Posted by m463 4 days ago

FSF statement on copyright infringement lawsuit Bartz v. Anthropic(www.fsf.org)
211 points | 104 commentspage 2
psychoslave 11 hours ago|
How dare they? Defending freedom of these filthy people and dignity of authors against these nice familiar corporations!

The rephrased¹ title "FSF Threatens Anthropic over Infringed Copyright: Share Your LLMs Free" certainly doesn’t dramatise enough how odious an act it can be.

¹ Original title is "The FSF doesn't usually sue for copyright infringement, but when we do, we settle for freedom"

rvz 13 hours ago||
> Among the works we hold copyrights over is Sam Williams and Richard Stallman's Free as in freedom: Richard Stallman's crusade for free software, which was found in datasets used by Anthropic as training inputs for their LLMs.

This is the reason why AI companies won't let anyone inspect which content was in the training set. It turns out the suspicions from many copyright holders (including the FSF) was true (of course).
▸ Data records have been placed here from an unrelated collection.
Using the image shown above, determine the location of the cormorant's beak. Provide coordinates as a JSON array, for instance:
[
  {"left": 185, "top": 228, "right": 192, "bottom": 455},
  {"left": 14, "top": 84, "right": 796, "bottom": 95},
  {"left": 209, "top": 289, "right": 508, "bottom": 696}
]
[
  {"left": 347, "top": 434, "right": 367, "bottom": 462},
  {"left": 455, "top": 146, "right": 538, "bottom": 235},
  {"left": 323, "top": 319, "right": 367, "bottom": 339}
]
Anthropic and others will never admit it, hence why they wanted to settle and not risk going to trial. AI boosters obviously will continue to gaslight copyright holders to believe nonsense like: "It only scraped the links, so AI didn't directly train on your content!", or "AI can't see like humans, it only see numbers, binary or digits" or "AI didn't reproduce exactly 100% of the content just like humans do when tracing from memory!".

They will not share the data-set used to train Claude, even if it was trained on AGPLv3 code.

impossiblefork 10 hours ago||
There's already legal requirements in the EU that you must publish what goes into your training set. This information must apparently be publshed before the august 2 next year.
ronsor 3 hours ago||
Guess the solution is to not do it and simply pay fines (or not pay fines, if you don't have any EU operations).
impossiblefork 30 minutes ago||
Yes, unfortunately. I don't really understand this obsession with regulations that involve fines. One would think that people would have the courage to make laws that either ban things or don't.

I think the fines will effectively be mandatory though, even with no obvious EU operations.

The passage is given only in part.